Considering the developmental maturity of the child's immune system and the safety of the treatment, SCIT is usually carried out in children older than 5 years [Citation25]. Children receiving SCIT and/or their guardians are required to sign informed consent to increase their awareness of SCIT and clarify treatment goals through adequate and good communication, thereby improving compliance and confidence in treatment [Citation26,Citation27]. SCIT must be carried out under the supervision of a physician, by trained medical personnel in a healthcare facility and with emergency plans in place [Citation28].
However, since the onset of the COVID-19 pandemic, many SCIT patients in our hospital have faced disruptions in their scheduled subcutaneous injections due to isolation or infection [Citation29].
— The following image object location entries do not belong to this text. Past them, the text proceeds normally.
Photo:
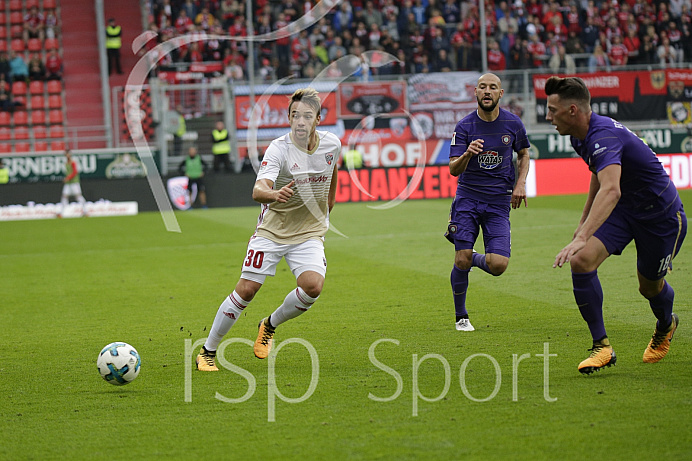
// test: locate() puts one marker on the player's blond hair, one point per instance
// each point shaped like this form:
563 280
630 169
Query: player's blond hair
309 96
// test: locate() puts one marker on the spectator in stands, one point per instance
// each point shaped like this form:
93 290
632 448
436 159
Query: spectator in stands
33 24
618 53
18 67
205 19
667 54
589 35
5 95
442 63
598 61
632 43
647 51
183 23
52 25
562 63
37 71
5 66
496 60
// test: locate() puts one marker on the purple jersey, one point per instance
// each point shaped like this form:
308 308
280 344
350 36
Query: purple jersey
489 176
646 189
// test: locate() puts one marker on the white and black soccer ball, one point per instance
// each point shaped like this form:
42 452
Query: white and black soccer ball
119 363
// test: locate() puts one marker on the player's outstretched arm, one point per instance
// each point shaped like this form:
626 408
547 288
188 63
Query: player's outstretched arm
264 192
519 192
457 165
331 201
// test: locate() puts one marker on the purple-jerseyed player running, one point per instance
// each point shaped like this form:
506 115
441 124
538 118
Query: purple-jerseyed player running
480 153
631 197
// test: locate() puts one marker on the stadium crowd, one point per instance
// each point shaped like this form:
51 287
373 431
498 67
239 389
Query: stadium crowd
433 35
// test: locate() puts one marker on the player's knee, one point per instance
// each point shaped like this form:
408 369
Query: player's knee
498 268
580 264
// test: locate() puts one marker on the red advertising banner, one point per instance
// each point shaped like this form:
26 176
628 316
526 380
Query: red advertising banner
632 95
385 184
357 100
274 113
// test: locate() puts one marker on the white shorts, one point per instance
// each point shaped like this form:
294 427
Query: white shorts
71 190
263 255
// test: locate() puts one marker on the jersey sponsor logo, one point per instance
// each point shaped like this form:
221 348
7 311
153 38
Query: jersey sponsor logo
489 160
312 180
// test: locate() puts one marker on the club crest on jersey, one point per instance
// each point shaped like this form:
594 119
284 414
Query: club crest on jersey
489 160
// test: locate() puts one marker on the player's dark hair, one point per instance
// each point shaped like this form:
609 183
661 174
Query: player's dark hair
309 96
572 88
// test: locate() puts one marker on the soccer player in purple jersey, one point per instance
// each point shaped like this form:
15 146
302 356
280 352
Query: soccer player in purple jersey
480 154
631 197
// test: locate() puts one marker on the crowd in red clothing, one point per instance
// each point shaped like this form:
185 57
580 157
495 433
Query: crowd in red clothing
433 35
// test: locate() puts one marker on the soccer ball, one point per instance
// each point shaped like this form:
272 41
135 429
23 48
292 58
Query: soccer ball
118 363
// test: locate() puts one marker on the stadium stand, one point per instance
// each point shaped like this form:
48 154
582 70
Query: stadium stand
35 104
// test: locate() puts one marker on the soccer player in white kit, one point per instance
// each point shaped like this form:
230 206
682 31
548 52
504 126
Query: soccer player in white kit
296 187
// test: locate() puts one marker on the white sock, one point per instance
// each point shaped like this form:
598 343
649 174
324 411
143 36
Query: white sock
82 201
229 311
296 302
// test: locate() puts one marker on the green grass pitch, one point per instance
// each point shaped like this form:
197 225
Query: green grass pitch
375 370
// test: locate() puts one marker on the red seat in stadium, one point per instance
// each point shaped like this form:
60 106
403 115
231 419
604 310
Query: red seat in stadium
19 88
21 118
54 101
21 132
22 147
56 132
54 86
37 102
34 45
38 117
17 45
36 87
16 18
51 43
40 132
57 145
55 117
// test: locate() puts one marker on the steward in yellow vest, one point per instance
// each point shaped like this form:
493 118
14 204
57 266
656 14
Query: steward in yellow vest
221 147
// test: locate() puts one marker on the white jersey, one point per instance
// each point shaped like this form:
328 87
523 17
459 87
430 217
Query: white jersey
306 214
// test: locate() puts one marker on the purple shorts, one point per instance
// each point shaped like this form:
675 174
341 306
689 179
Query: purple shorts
657 240
468 216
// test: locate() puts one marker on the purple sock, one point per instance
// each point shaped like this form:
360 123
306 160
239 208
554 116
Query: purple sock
662 305
478 260
460 283
589 297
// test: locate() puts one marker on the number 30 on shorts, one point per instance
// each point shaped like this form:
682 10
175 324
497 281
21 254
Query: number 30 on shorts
254 259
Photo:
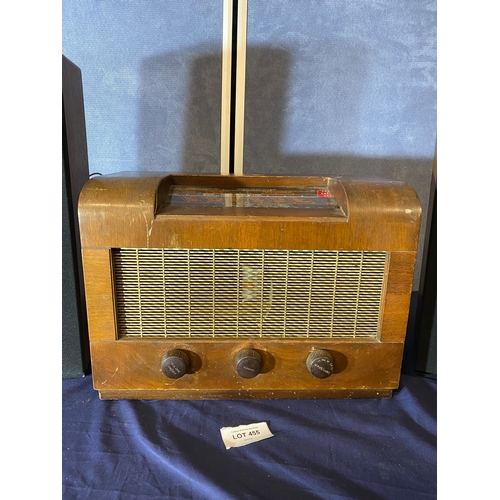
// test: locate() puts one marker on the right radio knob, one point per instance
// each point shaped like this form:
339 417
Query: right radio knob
320 363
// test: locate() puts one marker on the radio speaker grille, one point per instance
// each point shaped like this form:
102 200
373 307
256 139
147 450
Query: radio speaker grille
242 293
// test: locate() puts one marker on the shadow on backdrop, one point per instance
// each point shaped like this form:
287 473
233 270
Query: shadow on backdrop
179 122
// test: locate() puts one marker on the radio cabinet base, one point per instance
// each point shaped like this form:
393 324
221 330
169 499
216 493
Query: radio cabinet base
249 394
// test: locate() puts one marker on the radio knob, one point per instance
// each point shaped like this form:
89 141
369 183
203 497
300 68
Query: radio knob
175 364
320 363
248 363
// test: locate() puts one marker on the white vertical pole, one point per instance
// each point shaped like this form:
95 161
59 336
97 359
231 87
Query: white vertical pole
241 53
227 50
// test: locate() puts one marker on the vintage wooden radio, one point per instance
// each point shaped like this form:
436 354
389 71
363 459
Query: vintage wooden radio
220 287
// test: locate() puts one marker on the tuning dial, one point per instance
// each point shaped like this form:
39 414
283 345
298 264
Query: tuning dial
248 363
320 363
175 364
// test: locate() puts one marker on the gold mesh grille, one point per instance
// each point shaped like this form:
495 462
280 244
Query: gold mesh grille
241 293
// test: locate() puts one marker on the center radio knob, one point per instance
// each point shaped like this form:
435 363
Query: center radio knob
175 364
320 363
248 363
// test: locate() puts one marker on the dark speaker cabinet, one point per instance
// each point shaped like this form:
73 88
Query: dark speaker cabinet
75 172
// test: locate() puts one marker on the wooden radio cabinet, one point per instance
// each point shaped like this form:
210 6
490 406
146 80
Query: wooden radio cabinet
220 287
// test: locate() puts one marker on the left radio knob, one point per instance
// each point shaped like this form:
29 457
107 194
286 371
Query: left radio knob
175 364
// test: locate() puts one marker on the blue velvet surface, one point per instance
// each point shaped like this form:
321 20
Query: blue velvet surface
328 449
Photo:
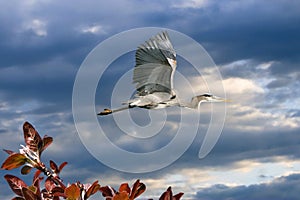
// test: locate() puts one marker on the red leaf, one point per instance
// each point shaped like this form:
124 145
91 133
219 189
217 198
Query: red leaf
46 142
125 187
92 190
32 138
25 170
49 185
137 189
14 161
72 192
121 196
15 183
8 151
29 194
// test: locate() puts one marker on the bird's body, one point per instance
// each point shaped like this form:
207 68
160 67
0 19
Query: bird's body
153 75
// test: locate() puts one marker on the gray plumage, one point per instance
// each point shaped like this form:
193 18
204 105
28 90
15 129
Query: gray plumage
153 77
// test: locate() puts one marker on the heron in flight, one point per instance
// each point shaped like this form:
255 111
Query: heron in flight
153 75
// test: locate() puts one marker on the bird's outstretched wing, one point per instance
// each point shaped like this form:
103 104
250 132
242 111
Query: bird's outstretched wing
155 65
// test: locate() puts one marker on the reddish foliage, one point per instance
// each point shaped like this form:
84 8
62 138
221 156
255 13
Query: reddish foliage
54 188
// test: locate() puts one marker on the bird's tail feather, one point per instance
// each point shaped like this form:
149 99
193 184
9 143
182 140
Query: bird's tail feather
107 111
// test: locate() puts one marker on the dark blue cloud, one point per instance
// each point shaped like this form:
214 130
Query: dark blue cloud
285 187
41 70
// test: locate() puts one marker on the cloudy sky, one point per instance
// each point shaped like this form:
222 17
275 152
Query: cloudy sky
254 44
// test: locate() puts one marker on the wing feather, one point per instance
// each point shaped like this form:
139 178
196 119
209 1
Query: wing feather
153 72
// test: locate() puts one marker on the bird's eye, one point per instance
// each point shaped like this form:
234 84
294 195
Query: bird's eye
207 95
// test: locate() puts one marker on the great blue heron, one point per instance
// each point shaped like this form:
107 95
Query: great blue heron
153 75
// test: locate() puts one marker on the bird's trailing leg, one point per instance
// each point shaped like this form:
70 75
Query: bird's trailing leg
107 111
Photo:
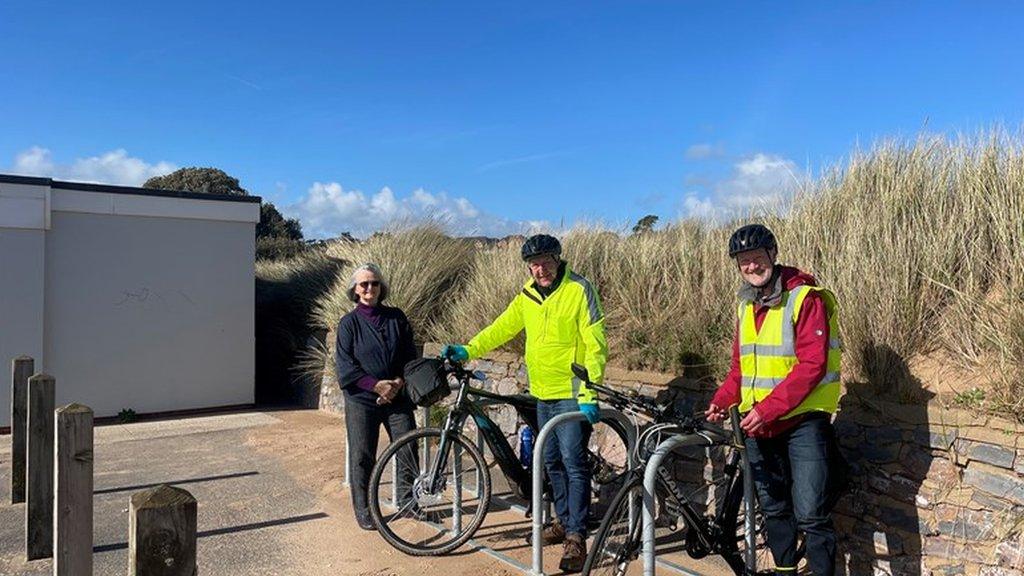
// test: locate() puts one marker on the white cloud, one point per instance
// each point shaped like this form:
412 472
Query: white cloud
761 181
705 151
114 167
328 209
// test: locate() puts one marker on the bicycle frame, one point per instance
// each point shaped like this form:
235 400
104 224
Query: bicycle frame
464 408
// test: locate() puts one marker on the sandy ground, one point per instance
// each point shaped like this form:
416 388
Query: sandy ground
270 502
310 447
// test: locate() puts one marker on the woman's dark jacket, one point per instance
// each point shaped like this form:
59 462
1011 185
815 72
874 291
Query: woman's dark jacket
361 350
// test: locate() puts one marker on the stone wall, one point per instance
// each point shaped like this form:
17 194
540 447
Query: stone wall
935 490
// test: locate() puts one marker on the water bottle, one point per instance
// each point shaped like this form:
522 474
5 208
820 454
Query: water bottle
526 447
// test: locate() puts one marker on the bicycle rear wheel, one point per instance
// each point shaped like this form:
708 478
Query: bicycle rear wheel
734 547
422 513
617 540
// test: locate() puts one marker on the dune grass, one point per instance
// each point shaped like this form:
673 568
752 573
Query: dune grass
921 240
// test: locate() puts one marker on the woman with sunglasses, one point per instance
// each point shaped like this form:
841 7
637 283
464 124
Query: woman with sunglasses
374 342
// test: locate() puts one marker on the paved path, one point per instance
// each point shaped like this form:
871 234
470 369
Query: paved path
270 502
258 511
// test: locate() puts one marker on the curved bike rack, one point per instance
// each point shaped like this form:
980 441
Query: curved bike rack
650 477
538 489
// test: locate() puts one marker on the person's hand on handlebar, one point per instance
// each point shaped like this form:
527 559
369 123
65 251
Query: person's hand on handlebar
715 413
752 422
455 352
591 410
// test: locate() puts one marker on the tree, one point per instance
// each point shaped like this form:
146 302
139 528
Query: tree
276 237
645 224
205 180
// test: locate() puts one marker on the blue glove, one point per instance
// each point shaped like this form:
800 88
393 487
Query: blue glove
455 352
591 411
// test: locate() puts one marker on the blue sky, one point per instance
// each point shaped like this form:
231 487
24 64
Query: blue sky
499 115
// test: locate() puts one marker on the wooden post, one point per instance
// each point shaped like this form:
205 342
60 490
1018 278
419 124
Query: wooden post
20 368
162 533
73 506
39 469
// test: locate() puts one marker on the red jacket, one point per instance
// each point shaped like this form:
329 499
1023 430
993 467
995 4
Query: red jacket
812 358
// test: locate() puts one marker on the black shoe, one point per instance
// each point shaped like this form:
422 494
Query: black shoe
366 522
574 553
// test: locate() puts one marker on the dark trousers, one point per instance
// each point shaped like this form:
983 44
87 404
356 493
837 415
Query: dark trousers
791 472
363 424
565 460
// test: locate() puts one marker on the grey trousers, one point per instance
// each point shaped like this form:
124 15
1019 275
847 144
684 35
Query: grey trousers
363 423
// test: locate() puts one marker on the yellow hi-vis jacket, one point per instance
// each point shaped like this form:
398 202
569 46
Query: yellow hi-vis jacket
766 357
565 327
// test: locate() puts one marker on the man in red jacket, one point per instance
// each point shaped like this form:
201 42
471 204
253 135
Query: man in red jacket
785 378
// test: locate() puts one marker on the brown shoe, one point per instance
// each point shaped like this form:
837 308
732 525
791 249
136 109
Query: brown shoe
553 533
574 553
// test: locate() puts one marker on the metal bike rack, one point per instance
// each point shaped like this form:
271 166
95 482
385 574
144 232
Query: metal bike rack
538 489
650 477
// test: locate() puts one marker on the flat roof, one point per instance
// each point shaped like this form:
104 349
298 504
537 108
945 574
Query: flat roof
88 187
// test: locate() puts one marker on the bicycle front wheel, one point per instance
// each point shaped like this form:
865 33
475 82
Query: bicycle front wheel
735 548
425 501
617 540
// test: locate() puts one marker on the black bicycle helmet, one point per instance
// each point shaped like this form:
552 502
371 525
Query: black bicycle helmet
752 237
540 245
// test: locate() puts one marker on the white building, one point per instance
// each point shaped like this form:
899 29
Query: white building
131 298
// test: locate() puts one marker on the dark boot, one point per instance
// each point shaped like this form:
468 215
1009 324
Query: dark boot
553 533
574 553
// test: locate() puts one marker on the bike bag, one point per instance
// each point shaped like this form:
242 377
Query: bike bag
426 382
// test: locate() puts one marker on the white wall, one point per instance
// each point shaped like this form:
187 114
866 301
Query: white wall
24 212
129 300
150 314
20 303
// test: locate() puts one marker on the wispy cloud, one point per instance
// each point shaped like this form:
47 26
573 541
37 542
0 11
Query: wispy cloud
328 209
705 151
521 160
240 80
114 167
760 181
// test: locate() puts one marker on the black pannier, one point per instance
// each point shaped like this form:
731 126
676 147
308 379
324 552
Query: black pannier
426 382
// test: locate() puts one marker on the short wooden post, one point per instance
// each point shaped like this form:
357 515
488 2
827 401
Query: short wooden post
162 533
20 368
39 469
73 506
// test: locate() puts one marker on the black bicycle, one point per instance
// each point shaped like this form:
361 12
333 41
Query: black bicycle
619 540
430 489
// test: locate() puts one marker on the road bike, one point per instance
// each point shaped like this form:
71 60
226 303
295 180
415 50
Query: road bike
430 490
722 531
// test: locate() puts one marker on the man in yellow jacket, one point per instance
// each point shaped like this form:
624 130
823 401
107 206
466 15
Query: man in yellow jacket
561 314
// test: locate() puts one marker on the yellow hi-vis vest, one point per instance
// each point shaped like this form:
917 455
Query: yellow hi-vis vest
565 327
767 357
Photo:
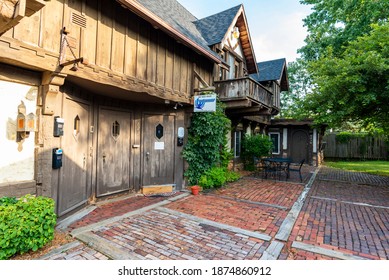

In light of the absence of evidence-based dose adjustment protocols following delayed treatment and prolonged intervals, doses are typically repeated or reduced based on experiential grounds [Citation30]. The package insert suggests initiating treatment at 5% of the last dose for maintenance injections interrupted for over 8 weeks [Citation31]. The definition of interruption of AIT referred to the time interval since the patient's last subcutaneous injection. Numerous studies have demonstrated that a significant number of patients discontinue SCIT due to the added time and cost of repeating the build-up phase after treatment delays [Citation32]. Consequently, it is imperative to formulate an optimal strategy for dose adjustment post-SCIT treatment delays. Given that the majority of SCIT patients at our hospital's allergy center fall within the 5–18 years age range, we conducted a study on a novel dose-adjustment protocol following delayed treatment in the maintenance phase of SCIT. We compared the efficacy and safety of this novel protocol with the conventional one. The objective of this study is to establish a reliable foundation for crafting a scientifically sound dose adjustment protocol in real-world research.
2. Patients & methods
This retrospective study was conducted as a single-center, real-world research initiative. Approval for the study was obtained from the Ethics Committee of the Third People's Hospital of Changzhou (02A-A20200006) and all patients provided informed consent before participating.
2.1. Patient selection
The study retrospectively selected patients aged 5–18 with AR who underwent SCIT with mite allergen injections at the Otolaryngology Allergy Center of the Third People's Hospital of Changzhou from February 2020 to November 2023. These patients experienced interruptions of more than 8 weeks during maintenance treatment. A total of 194 cases were included and the inclusion criteria were: (1) meeting the latest diagnostic criteria for AR [Citation4]; (2) absence of asthma; (3) no occurrence of severe systemic reactions (SRs); (4) reaching the dose maintenance period with the total treatment duration not exceeding 104 weeks, but with an interruption duration exceeding 8 weeks; (5) completion of the 3-year course with the adoption of the novel dose-adjustment protocol. Additionally, a control group comprised 145 children aged 5–18 with AR, who underwent mite allergen injection SCIT and received conventional treatment from February 2016 to November 2019. The inclusion criteria for this group were the same as the novel protocol group, except for completing a 3-year course with conventional treatment.
2.2. Treatments
Both groups received mite allergen injection SCIT using Novo–Helisen–Depot (NHD). Its active ingredients were 50% dermatophagoides farinae and 50% house dust mites. The treatment course consisted of a build-up phase and a maintenance phase. In the build-up phase (weeks 1–14), the initial dose was 5 TU, with subsequent weekly increments of 10, 20, 40, 50, 100, 200, 400, 500, 1000, 2000, 3000, 4000 and 5000 TU. The dose maintenance phase (15–52 weeks of the first year, 53–104 weeks of the second year, 105–156 weeks of the third year) involved a constant dose of 5000 TU, administered once every 5 weeks from the 15th week of the first year, totaling 142 weeks [Citation33].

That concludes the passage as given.